Chalk has a very low permeability. Only in fractures, can oil flow more easily. But where are these fractures, how many are there, and what is their orientation? New fracture models that simulate the growth of the fracture network through geological time may give an answer. If successful, this technique could have significant commercial potential, not just in the Danish North Sea but worldwide.
Chalk is an important hydrocarbon reservoir rock in the Danish North Sea. It is made up of the skeletons of tiny plankton, crushed together very tightly. Because these grains are so small and so close together, chalk has a very low permeability, making it difficult for oil and gas to flow to through the rock to the wells.
However, chalk often contains cracks or fractures, formed when the rock has been subjected to stress over millions of years. The oil can flow much more easily through these fractures, so they play an important role when trying to control the movement of fluid through the rock. In order to plan how best to manage the chalk oilfields – where to drill wells, what pressures to maintain, etc – it is important to know where these fractures are, how many there are, and what is their orientation.
Unfortunately, you cannot see these fractures directly, except in a very few places where you have wells – and even then, you do not know how long they are or where they lead to. Standard industry practice is to build stochastic fracture models, where fractures are placed in random locations and given arbitrary sizes.

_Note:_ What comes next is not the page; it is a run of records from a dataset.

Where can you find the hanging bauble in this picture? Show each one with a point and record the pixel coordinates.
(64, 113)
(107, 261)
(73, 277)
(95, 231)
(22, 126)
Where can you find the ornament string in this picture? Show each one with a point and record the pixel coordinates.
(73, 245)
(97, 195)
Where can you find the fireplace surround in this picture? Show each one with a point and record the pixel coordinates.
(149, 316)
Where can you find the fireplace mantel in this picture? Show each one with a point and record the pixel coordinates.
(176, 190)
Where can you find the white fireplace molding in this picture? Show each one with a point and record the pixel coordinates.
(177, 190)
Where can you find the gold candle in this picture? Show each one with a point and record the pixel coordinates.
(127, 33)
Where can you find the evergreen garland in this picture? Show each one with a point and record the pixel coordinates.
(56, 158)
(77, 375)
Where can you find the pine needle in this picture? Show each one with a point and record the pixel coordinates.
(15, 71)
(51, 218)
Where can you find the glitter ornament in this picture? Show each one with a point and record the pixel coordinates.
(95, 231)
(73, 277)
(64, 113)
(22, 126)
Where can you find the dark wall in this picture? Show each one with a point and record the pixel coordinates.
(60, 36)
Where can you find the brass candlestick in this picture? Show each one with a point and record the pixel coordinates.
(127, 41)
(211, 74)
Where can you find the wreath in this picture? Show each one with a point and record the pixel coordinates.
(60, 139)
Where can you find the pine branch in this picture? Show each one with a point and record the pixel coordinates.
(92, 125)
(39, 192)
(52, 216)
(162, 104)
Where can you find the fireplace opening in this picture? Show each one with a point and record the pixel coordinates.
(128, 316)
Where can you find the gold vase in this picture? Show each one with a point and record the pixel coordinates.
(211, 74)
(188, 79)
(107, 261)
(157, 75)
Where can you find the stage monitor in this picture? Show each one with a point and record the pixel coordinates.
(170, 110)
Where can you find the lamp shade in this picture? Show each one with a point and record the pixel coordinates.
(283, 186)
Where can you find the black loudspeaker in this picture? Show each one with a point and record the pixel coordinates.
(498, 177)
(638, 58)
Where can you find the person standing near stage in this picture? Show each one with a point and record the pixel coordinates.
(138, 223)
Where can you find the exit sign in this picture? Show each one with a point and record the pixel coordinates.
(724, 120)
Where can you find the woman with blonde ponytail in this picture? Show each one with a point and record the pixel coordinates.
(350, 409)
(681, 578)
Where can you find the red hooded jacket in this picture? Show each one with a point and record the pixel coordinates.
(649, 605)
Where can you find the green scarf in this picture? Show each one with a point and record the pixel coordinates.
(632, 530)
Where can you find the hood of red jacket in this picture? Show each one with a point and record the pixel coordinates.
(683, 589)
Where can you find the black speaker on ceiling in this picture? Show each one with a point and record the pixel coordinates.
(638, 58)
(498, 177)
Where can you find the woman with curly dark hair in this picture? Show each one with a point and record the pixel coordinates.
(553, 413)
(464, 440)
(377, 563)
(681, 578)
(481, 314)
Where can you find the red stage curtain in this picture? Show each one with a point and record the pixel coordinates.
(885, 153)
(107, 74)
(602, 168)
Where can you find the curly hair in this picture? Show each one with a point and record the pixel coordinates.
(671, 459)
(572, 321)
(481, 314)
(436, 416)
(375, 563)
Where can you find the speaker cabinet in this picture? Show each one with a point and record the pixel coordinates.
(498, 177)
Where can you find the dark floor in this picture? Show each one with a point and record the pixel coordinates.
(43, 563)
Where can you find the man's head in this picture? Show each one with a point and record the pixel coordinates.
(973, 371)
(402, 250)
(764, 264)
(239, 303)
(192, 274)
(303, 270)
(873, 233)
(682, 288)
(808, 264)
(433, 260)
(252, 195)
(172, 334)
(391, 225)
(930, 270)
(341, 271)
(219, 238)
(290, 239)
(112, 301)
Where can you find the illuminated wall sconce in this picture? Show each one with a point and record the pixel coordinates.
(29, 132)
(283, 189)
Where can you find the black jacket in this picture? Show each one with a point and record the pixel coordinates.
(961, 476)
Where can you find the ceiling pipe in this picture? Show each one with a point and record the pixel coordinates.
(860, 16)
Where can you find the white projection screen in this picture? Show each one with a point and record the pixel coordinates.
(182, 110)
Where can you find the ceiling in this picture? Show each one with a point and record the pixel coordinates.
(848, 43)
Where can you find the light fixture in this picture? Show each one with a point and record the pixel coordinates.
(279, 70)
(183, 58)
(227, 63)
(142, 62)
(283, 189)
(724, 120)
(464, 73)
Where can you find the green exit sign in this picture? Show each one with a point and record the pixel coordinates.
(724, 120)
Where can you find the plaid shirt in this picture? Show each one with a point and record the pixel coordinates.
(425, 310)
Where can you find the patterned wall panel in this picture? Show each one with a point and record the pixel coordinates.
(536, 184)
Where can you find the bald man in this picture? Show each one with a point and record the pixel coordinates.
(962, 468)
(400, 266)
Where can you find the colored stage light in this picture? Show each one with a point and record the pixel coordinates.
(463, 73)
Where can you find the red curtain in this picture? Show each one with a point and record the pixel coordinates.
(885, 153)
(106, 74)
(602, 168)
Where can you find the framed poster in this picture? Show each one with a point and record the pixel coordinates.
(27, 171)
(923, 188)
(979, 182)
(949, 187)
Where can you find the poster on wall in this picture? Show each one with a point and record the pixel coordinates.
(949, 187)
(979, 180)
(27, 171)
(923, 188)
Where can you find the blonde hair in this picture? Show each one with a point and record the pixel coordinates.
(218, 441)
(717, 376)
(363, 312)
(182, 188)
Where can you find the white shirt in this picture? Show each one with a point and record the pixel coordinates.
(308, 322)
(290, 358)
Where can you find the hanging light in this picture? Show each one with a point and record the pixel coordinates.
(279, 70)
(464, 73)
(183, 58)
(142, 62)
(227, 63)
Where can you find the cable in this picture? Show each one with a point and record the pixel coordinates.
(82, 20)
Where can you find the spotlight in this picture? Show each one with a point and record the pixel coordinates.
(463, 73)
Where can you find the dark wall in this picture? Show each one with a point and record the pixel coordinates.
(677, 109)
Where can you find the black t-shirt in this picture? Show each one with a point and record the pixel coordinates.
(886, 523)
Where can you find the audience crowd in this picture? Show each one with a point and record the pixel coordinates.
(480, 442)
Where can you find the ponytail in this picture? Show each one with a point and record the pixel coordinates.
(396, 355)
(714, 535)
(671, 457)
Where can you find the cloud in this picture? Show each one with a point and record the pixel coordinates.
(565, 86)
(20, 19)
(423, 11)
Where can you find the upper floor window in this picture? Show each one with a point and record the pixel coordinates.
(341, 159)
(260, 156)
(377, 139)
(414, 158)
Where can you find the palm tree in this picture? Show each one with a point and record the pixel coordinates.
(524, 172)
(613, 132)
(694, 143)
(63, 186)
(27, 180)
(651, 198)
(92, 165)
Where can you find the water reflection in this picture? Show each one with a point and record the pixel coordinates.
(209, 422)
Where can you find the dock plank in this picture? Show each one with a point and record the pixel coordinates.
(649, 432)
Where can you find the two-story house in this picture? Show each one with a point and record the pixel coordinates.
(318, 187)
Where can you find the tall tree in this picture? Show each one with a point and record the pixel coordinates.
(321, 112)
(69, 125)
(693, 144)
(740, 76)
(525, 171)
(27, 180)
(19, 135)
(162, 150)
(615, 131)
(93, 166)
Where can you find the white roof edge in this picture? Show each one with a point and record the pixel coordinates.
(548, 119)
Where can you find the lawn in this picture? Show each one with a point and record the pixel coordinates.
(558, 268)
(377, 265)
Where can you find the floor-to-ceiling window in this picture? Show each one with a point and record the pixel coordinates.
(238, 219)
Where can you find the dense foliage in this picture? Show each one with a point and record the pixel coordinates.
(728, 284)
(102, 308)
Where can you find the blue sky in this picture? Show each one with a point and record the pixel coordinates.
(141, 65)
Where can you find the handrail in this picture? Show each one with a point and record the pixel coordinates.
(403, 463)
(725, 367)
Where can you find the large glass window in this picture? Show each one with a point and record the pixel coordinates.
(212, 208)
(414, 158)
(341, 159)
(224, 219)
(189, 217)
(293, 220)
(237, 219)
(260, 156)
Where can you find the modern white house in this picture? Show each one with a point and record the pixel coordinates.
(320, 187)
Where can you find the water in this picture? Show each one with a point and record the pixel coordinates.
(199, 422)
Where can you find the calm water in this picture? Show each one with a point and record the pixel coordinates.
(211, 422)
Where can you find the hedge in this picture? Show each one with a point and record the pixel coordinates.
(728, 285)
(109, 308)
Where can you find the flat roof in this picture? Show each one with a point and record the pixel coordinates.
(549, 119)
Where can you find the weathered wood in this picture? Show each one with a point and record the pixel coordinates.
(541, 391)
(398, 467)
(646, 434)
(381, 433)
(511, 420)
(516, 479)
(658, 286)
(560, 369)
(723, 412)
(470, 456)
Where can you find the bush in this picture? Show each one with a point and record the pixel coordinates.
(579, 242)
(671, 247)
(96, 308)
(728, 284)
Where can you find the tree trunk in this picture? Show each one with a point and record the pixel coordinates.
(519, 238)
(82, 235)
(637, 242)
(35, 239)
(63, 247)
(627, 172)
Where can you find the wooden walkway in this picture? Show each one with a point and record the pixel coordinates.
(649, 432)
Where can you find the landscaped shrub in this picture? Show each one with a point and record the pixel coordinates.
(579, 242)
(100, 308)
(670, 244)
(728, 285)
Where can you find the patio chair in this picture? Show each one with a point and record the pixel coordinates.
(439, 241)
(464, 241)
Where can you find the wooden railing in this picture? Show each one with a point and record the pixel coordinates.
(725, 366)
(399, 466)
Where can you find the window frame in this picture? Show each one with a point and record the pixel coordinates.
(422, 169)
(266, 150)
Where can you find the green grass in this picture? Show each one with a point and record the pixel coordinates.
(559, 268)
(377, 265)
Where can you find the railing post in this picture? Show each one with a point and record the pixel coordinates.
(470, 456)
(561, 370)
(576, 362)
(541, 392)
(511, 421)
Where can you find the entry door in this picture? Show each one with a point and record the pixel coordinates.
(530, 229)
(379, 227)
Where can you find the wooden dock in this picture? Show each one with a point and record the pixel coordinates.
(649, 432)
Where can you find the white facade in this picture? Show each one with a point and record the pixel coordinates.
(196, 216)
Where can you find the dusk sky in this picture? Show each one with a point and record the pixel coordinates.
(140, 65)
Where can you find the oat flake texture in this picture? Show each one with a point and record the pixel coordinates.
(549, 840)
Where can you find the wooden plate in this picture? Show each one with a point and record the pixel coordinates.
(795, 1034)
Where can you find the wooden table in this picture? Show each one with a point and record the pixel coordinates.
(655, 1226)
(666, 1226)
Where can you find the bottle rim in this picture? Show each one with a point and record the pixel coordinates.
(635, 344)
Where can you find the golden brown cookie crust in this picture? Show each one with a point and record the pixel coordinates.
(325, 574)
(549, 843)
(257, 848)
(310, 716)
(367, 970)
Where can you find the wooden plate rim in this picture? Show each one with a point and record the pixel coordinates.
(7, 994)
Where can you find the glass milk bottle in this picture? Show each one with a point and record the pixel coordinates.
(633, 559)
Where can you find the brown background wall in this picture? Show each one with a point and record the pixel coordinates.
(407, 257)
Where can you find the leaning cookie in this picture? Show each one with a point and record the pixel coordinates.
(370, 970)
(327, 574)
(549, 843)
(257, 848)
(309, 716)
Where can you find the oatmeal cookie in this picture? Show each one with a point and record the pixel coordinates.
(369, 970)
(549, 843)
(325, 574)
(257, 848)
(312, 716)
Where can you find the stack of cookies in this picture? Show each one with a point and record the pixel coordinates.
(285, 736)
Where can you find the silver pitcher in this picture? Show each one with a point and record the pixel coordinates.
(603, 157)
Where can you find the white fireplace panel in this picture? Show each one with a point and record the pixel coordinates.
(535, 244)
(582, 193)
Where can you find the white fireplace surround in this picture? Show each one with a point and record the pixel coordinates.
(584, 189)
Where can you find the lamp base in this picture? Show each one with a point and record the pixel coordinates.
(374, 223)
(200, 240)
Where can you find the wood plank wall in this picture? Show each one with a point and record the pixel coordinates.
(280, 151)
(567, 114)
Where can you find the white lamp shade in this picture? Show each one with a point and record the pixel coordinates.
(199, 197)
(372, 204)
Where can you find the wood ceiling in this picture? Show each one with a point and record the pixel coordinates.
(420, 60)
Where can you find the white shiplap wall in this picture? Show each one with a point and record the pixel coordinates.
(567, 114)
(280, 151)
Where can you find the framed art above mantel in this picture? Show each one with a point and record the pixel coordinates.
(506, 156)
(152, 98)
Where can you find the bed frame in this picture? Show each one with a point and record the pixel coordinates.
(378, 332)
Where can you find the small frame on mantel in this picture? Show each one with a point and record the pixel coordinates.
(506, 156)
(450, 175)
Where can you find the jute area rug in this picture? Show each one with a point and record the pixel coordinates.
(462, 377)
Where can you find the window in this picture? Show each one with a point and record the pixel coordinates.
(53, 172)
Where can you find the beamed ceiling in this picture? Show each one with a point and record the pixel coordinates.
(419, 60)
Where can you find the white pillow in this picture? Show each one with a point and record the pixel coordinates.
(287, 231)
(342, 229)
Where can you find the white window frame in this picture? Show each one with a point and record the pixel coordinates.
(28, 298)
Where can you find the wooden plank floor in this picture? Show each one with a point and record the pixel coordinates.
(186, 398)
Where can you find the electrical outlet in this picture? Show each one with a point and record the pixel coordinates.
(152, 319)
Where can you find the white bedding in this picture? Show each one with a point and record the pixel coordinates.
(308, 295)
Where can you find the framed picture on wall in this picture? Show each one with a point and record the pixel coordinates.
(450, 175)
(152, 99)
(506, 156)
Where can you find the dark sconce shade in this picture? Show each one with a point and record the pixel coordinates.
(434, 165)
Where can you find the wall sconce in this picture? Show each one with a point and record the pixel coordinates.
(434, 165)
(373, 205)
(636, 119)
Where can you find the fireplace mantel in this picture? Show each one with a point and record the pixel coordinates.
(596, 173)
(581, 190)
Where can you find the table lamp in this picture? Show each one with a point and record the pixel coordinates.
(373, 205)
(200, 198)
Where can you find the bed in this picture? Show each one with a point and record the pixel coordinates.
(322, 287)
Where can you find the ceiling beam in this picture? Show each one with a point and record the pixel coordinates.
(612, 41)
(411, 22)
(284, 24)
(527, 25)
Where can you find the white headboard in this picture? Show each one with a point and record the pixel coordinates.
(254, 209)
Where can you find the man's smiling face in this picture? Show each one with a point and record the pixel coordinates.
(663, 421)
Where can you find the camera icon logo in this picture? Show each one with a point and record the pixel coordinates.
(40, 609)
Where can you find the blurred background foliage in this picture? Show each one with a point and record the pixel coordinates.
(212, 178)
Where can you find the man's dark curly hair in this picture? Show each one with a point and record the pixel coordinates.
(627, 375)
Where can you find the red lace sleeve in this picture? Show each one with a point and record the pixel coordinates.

3D model of a North Sea oilfield, showing the fracture patterns predicted using the new technique. The geological layer (yellow) is cut and offset by a number of large faults (purple). Structures this large can typically be observed and mapped from seismic data. However, the fractures that control fluid flow in the field, shown in green, are too small to see on seismic data. The fracture pattern shown here was therefore generated by simulating the fracture growth, based on the large-scale geology and geomechanics. The close-up shows the level of detail possible to simulate.
These models are designed to be consistent with the fracture densities observed in the wells, and possibly with geophysical data or with fracture geometries in similar chalk exposed in onshore outcrops. However, there is still a huge amount of inaccuracy and uncertainty in these models, and they may not be geologically consistent. Therefore, they are poor at predicting fluid flow through the chalk.
The idea was to see if you could build much more realistic and accurate fracture models by simulating the growth of the fracture network through geological time, based on fundamental geomechanical principles. The hope is that this will give a fracture model which is consistent with the local and regional geology, and which can be built quickly and easily. This approach would also allow you to test the range of possible fracture geometries that would arise in different rocks under different geological histories, and therefore assess the amount of uncertainty in your predictions.
The model is built as a plug-in to existing software, used to create 3D models of the geology of oil and gas fields. This allows you to apply the model, not just to oil and gas fields, but also to fractured rock outcrops onshore, where you can check that the model predictions match the observed fracture patterns.
In order to plan how best to manage the chalk oilfields – where to drill wells, what pressures to maintain, etc – it is important to know where these fractures are, how many there are, and what is their orientation.
So far, the model has been tested on several onshore outcrops and in all cases, there is a good match between observed and predicted fracture geometry in all cases. Currently, the model is being tested on chalk fields in Denmark’s North Sea together with Total E&P Denmark.
If successful, this technique could have significant commercial potential, not just in the Danish North Sea but worldwide, including other industries such as geothermal energy and CO2 storage. Patent protection for the technique has been submitted, while deciding on the best way to take this forward for commercial application.
Michael Welch and Mikael Lüthje are both Senior Researchers at DHRTC
Simulating the growth of a fracture network through time: in this simplified model, fractures nucleate first in a small high stiffness zone, and then slowly propagate outwards through the rest of the rock layer.
Comparison of predicted (top right) and observed (top left) fractures at Robin Hood’s Bay, NE England. The model is able to predict the observed variations in both fracture orientation and geometry around the outcrop. Notice that in the first location the fractures are highly anisotropic, with a primary set of very long fractures connected by a secondary set of short fractures, while in the second location the fractures are much more isotropic, with long and short fractures in both orientations. Outcrop mapping is from Rawnsley et al. (1992).